A colpire da subito è come tutti parlino sottovoce. Persino la musica è suonata piano, quella di Elvis Presley, benché quasi assente, e quella dell’efficacissima colonna sonora, che alterna brani d’epoca -il film comincia nel 1959- a pezzi moderni. Nel caffè alla Grease di una base militare USA a Wiesbaden, in piena Guerra fredda, una ragazzina dai capelli raccolti in una coda alta, protetta da una maglia di lana rosa, viene invitata a casa del re del rock da un compagno di servizio militare di Elvis Presley e risponde sorridendo: “devo chiederlo ai miei”.

Con il tono distaccato e inafferrabile che da sempre accompagna le storie delle sue giovani protagoniste, Sofia Coppola incornicia in un perimetro ovattato, fatto di moquette, frullati e tende, la vita sentimentale di una vergine alle prese con le montagne russe del primo amore. Lascia che a scandire la prima parte di Priscilla si susseguano gli incontri fra la quattordicenne esule in Europa e il divo, col risultato di farli contare anche a noi sulle dita della mano come questa adolescente -ogni adolescente- chiesta in appuntamento, perché segnino indelebili la memoria di lei, la facciano sospirare nell’attesa del successivo e la conducano infine alla magione di Graceland, di nuovo straniera ma come Alice a Oz, e donna in divenire.

Qui, libera dallo sguardo del padre, è soggetta a quelli degli uomini che ne prendono il posto: non solo Presley, ma il clan di accoliti che lo replicano in stile e mimica, giudicano a distanza fisica e di genere la resa di ogni vestito indossato, decidono per lei, che si scopre via via destinata a “stare lì a tenere caldo il focolare”, cosa mettere e come truccarsi.
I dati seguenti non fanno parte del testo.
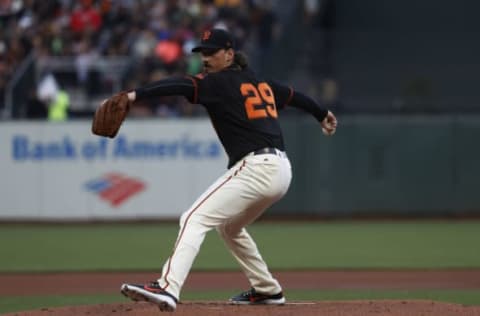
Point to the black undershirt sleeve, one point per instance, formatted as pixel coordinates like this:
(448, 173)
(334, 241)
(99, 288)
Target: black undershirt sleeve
(185, 86)
(287, 96)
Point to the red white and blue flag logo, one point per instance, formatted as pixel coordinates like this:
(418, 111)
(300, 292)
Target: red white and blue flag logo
(115, 188)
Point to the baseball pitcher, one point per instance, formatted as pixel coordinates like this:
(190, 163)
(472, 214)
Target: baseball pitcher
(243, 109)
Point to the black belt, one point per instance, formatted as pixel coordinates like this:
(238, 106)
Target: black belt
(267, 150)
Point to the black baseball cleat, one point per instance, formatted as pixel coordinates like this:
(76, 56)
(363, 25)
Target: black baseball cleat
(151, 292)
(252, 297)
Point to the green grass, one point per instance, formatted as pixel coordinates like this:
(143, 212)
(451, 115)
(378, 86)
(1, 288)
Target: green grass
(314, 245)
(467, 297)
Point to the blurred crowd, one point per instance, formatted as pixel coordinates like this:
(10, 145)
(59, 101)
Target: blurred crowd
(157, 35)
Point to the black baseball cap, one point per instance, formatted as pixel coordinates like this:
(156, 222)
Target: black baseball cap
(215, 39)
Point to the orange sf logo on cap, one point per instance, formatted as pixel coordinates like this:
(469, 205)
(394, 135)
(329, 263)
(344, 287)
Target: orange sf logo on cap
(206, 35)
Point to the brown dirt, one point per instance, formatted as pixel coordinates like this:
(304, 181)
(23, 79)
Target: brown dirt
(84, 283)
(331, 308)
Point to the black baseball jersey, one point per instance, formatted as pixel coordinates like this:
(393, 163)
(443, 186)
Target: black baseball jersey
(243, 108)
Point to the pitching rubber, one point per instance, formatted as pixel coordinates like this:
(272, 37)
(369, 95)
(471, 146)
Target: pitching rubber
(164, 302)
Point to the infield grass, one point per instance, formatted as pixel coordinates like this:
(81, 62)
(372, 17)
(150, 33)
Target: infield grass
(302, 245)
(466, 297)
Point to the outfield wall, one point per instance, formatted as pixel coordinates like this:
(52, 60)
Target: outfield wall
(374, 165)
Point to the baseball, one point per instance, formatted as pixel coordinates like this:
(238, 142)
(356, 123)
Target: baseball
(327, 132)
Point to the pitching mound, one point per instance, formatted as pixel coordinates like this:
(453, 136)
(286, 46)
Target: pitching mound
(331, 308)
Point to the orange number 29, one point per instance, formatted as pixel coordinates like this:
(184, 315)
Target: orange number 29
(259, 102)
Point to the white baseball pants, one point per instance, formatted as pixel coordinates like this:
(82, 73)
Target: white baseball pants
(235, 200)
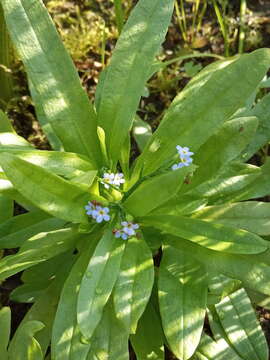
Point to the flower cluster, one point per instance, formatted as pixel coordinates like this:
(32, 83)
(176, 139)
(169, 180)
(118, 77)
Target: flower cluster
(97, 212)
(185, 157)
(112, 179)
(128, 230)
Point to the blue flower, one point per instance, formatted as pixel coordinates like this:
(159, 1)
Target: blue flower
(89, 208)
(112, 179)
(129, 228)
(184, 151)
(108, 178)
(118, 179)
(185, 157)
(100, 214)
(121, 234)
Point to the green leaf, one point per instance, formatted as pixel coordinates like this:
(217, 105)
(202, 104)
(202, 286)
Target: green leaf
(218, 350)
(5, 324)
(262, 111)
(64, 326)
(241, 326)
(149, 338)
(141, 131)
(193, 116)
(156, 191)
(25, 345)
(53, 76)
(181, 205)
(214, 236)
(14, 141)
(38, 278)
(44, 308)
(61, 163)
(230, 140)
(253, 216)
(233, 180)
(98, 282)
(134, 283)
(38, 249)
(6, 209)
(248, 268)
(15, 231)
(129, 68)
(43, 120)
(5, 123)
(182, 291)
(46, 190)
(110, 339)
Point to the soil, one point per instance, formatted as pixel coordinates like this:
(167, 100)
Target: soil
(162, 89)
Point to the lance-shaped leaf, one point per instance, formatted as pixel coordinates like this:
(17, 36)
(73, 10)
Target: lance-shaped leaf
(38, 278)
(44, 308)
(218, 350)
(5, 123)
(253, 216)
(98, 282)
(250, 269)
(262, 136)
(53, 76)
(61, 163)
(5, 324)
(193, 116)
(16, 230)
(182, 291)
(241, 326)
(134, 284)
(38, 249)
(125, 78)
(12, 140)
(6, 209)
(214, 236)
(64, 326)
(156, 191)
(25, 345)
(110, 340)
(149, 338)
(230, 140)
(46, 190)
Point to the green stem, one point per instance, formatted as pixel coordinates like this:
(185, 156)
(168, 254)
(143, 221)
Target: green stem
(5, 63)
(180, 22)
(119, 14)
(223, 27)
(243, 9)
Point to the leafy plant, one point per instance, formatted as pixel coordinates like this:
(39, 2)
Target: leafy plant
(109, 256)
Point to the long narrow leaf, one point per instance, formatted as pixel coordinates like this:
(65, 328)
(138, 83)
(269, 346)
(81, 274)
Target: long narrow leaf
(52, 74)
(129, 68)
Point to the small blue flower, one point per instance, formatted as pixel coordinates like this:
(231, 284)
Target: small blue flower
(118, 179)
(185, 157)
(112, 179)
(184, 151)
(120, 234)
(108, 178)
(89, 208)
(129, 228)
(100, 214)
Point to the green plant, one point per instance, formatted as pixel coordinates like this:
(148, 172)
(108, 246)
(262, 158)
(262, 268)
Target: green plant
(88, 242)
(5, 63)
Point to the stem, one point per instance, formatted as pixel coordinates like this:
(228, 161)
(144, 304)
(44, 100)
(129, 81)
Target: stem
(243, 8)
(180, 23)
(223, 27)
(194, 18)
(5, 62)
(119, 14)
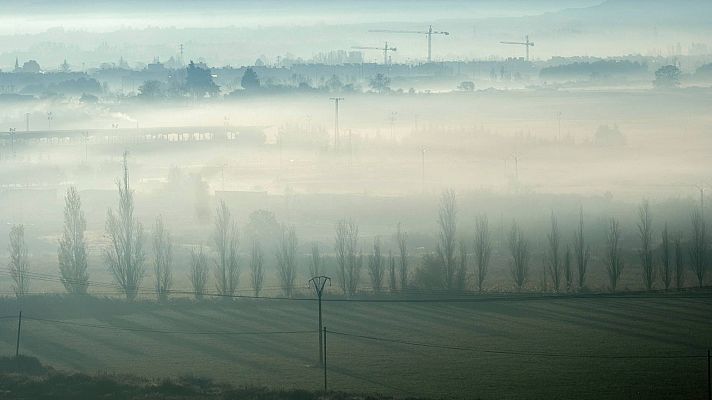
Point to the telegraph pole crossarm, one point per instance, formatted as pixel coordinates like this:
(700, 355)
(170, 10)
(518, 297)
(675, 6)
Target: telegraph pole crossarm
(318, 283)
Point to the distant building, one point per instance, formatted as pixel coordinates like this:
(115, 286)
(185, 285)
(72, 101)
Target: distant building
(31, 67)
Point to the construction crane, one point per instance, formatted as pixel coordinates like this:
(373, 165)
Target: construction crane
(430, 32)
(385, 49)
(525, 43)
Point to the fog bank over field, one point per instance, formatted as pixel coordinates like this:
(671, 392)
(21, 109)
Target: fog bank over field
(355, 199)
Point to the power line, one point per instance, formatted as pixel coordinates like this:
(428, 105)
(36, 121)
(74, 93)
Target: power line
(515, 353)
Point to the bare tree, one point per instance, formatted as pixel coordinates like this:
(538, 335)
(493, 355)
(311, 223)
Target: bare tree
(554, 256)
(645, 230)
(614, 261)
(679, 263)
(18, 265)
(461, 274)
(257, 268)
(287, 259)
(519, 249)
(72, 253)
(376, 266)
(446, 238)
(392, 281)
(402, 239)
(483, 249)
(315, 266)
(349, 263)
(666, 258)
(227, 273)
(699, 247)
(582, 252)
(568, 271)
(163, 261)
(198, 272)
(125, 256)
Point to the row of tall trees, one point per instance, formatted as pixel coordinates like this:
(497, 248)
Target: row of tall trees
(661, 256)
(566, 265)
(670, 269)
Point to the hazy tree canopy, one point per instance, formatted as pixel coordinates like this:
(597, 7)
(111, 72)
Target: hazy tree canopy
(163, 259)
(262, 226)
(348, 258)
(609, 136)
(645, 230)
(152, 90)
(614, 260)
(667, 76)
(447, 222)
(72, 251)
(198, 275)
(125, 256)
(287, 259)
(402, 239)
(199, 81)
(380, 83)
(679, 263)
(257, 268)
(315, 267)
(227, 271)
(568, 270)
(519, 250)
(666, 258)
(249, 80)
(376, 266)
(18, 265)
(466, 86)
(483, 249)
(553, 254)
(582, 252)
(699, 247)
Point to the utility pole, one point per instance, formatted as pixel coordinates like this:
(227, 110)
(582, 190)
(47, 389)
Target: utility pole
(325, 386)
(86, 149)
(222, 175)
(19, 326)
(422, 168)
(318, 282)
(337, 139)
(12, 141)
(709, 378)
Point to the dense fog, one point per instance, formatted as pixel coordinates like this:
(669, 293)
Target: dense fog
(177, 153)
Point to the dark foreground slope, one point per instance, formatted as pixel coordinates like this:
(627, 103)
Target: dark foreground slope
(26, 378)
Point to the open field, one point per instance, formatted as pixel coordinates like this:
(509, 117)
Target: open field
(494, 348)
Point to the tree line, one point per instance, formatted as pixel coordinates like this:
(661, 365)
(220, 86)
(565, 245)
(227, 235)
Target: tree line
(455, 265)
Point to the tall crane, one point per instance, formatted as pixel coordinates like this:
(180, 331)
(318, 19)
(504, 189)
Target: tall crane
(430, 32)
(385, 49)
(525, 43)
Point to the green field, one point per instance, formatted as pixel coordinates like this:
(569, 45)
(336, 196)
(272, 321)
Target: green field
(548, 346)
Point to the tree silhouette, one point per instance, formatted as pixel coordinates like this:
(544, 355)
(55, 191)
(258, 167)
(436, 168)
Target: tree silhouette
(250, 81)
(72, 252)
(199, 81)
(667, 76)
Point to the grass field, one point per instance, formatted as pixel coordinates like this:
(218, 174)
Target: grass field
(544, 345)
Il rapporto tossico, con la sua immancabile ambivalenza, si fa di divertimenti notturni al luna park, fra autoscontro e zucchero filato, e droghe per rimanere sveglia l’indomani sui banchi di scuola, nell’anno che precede il diploma; corridoi e stanze in cui si aggira sola; una camera da letto in cui il sesso le è a lungo negato, in imprevisto contrasto ai decisi “vai in camera” con cui la accoglie Elvis, e rimpiazzato da caste sessioni di foto in pigiama e viaggi psichedelici.

Non c’è uomo che non voglia al contempo mantenerla bambina e imporle la giusta evoluzione verso la maturità: modi per controllarla, ai quali, in modalità sconosciute alla sua storia e ai suoi modelli, oltre che a sé stessa, scopre di non potere che opporsi come individuo prima ancora che come moglie. Alla conquista, mai tanto sinonimo di conoscenza, di sé e di un’autonomia oculatamente sottratta.

Se favola fu, rimase non realizzata. Ma tra i quattordici e i trent’anni Priscilla Presley smise di camminare sulle uova di un rapporto ferocemente impari, passò dal convinto “ha bisogno di me” al consapevole “voglio una vita mia!”, e divenne chi era davvero. Un dramma interiore che per Sofia Coppola non necessitava di volumi alti, lei sempre leggera e imprendibile, a dispetto del contesto musicale fragoroso per eccellenza in cui ebbe luogo, del quale in Priscilla, non a caso, non si sente alcuna eco.